Under current Medicare regulations, established hospitals are reimbursed for capital costs through the Inpatient Prospective Payment System. However, new hospitals are exempt from the payment methodology for capital costs and are instead paid on a cost reimbursement basis for the first two years of operation. The rationale for the exemption is that new hospitals may not have adequate Medicare utilization in the first two years and may have incurred significant startup costs.
For its analysis, the OIG analyzed the capital costs that were paid to 112 new hospitals from fiscal year 2012-18.
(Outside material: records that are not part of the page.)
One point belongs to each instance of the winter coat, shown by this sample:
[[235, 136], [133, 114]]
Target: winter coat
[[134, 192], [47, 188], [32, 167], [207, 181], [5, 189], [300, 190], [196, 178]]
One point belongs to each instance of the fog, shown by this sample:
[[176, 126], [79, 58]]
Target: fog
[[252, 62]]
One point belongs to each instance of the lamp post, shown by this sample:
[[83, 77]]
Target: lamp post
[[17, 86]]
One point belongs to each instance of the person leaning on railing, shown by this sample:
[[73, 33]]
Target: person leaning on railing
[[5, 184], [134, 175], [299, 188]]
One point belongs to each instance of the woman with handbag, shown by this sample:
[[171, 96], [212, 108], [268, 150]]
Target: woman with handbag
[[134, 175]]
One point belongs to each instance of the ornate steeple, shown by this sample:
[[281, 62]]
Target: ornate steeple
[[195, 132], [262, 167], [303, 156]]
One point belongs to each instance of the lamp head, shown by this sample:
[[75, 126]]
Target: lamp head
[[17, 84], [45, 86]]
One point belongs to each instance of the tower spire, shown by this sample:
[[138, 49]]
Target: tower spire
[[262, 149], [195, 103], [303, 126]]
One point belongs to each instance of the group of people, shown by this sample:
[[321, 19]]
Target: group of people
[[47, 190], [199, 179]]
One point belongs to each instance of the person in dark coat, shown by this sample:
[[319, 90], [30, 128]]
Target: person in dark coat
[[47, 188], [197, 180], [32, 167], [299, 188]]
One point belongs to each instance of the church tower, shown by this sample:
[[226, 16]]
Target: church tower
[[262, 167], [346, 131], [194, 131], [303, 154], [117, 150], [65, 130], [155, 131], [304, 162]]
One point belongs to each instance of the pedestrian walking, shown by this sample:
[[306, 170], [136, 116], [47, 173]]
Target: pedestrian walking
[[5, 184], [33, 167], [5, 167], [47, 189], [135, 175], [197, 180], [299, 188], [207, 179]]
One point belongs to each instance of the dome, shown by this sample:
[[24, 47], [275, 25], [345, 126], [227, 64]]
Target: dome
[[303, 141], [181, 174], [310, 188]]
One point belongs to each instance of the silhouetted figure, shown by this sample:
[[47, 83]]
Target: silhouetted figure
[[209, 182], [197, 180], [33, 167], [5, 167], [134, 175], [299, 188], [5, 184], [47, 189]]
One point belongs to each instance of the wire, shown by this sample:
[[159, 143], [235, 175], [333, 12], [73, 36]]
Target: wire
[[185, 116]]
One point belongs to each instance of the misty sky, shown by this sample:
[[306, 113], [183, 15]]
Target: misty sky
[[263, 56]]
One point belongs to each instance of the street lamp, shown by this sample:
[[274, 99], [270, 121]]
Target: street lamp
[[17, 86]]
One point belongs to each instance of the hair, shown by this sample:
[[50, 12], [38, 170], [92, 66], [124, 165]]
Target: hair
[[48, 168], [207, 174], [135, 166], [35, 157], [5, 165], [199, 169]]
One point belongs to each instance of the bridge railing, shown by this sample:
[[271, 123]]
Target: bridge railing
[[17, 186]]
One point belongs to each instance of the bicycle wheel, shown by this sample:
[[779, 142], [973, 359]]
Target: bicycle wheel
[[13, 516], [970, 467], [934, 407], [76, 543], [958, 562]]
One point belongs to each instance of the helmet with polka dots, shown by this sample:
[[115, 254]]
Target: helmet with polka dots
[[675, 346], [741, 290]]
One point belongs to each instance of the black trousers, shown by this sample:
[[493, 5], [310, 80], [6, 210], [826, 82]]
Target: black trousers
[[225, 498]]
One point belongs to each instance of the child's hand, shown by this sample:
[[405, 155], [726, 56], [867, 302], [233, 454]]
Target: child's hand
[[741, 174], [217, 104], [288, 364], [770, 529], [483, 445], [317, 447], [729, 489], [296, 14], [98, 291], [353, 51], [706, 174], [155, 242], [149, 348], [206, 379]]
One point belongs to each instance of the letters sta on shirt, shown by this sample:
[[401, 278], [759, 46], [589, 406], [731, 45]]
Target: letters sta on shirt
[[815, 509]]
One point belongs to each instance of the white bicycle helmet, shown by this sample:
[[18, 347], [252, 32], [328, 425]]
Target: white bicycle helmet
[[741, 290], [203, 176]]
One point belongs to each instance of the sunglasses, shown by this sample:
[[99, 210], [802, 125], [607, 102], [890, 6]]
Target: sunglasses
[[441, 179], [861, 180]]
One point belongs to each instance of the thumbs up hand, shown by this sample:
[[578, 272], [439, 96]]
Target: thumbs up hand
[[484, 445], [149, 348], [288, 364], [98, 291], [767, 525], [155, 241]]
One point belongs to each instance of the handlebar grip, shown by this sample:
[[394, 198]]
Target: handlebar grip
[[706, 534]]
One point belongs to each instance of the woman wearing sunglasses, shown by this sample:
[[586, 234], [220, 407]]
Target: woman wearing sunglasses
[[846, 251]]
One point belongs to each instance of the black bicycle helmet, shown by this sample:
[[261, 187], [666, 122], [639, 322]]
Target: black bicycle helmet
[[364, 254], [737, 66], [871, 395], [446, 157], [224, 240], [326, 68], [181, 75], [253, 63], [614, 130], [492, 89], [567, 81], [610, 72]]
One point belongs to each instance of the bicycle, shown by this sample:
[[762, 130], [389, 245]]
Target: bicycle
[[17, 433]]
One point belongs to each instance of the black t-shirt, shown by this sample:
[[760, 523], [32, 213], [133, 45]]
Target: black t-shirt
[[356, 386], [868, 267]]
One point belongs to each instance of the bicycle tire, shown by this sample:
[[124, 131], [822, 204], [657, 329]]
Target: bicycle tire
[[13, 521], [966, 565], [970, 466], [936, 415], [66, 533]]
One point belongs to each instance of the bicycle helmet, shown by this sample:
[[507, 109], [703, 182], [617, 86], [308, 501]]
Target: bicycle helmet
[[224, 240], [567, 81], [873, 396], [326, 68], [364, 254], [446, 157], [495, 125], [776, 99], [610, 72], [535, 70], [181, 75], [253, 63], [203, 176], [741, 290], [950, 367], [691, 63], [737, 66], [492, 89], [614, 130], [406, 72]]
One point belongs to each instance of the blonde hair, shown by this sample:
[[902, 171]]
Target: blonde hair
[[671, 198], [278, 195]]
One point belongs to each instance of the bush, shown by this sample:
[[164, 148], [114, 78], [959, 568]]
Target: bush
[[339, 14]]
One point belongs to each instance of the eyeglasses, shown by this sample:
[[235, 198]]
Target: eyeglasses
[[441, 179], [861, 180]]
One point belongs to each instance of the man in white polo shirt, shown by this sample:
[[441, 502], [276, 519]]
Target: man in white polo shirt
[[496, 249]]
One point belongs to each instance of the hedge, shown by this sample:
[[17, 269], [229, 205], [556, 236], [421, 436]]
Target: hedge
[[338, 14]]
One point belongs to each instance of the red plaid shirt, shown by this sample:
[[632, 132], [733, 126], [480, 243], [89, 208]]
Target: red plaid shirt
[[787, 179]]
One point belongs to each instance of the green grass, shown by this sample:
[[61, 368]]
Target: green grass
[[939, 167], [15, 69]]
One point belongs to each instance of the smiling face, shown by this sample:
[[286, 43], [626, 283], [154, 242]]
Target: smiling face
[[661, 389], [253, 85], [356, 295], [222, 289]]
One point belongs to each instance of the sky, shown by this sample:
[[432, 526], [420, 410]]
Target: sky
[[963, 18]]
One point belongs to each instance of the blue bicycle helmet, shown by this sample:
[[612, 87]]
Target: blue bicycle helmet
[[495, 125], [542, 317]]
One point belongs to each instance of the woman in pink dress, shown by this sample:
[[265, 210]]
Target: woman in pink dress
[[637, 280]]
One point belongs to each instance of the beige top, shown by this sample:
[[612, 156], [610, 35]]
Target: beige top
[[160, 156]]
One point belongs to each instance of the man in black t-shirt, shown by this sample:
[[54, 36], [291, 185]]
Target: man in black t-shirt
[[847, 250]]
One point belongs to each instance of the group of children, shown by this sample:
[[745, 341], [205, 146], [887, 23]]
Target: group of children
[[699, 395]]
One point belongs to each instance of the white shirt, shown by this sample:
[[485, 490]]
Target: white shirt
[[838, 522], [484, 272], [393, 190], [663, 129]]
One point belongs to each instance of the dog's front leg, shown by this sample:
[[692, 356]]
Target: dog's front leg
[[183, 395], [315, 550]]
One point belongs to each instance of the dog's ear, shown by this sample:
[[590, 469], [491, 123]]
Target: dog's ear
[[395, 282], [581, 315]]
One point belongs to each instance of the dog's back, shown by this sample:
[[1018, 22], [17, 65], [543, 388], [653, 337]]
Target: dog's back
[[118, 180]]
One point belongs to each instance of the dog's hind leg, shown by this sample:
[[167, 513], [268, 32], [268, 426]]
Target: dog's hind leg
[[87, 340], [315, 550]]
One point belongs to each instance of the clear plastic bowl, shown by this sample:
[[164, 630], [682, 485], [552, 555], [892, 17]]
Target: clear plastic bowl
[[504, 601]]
The OIG found that as a result of the exception, CMS pays new hospitals three times more, or an average of almost $1.3 million per hospital, for capital costs than established hospitals.
Further, the OIG found that 59 percent of the new hospitals reviewed were also part of a chain health system that may have been able to pay for the capital costs to the new hospitals if needed.
The OIG said that removing the exception would have saved Medicare $283 million over the study period.
The OIG recommended that CMS review the findings in the report and determine if a separate payment methodology for new hospitals is still warranted.
CMS concurred with the recommendation and said it is working to determine whether any modifications to the capital payment methodology are needed.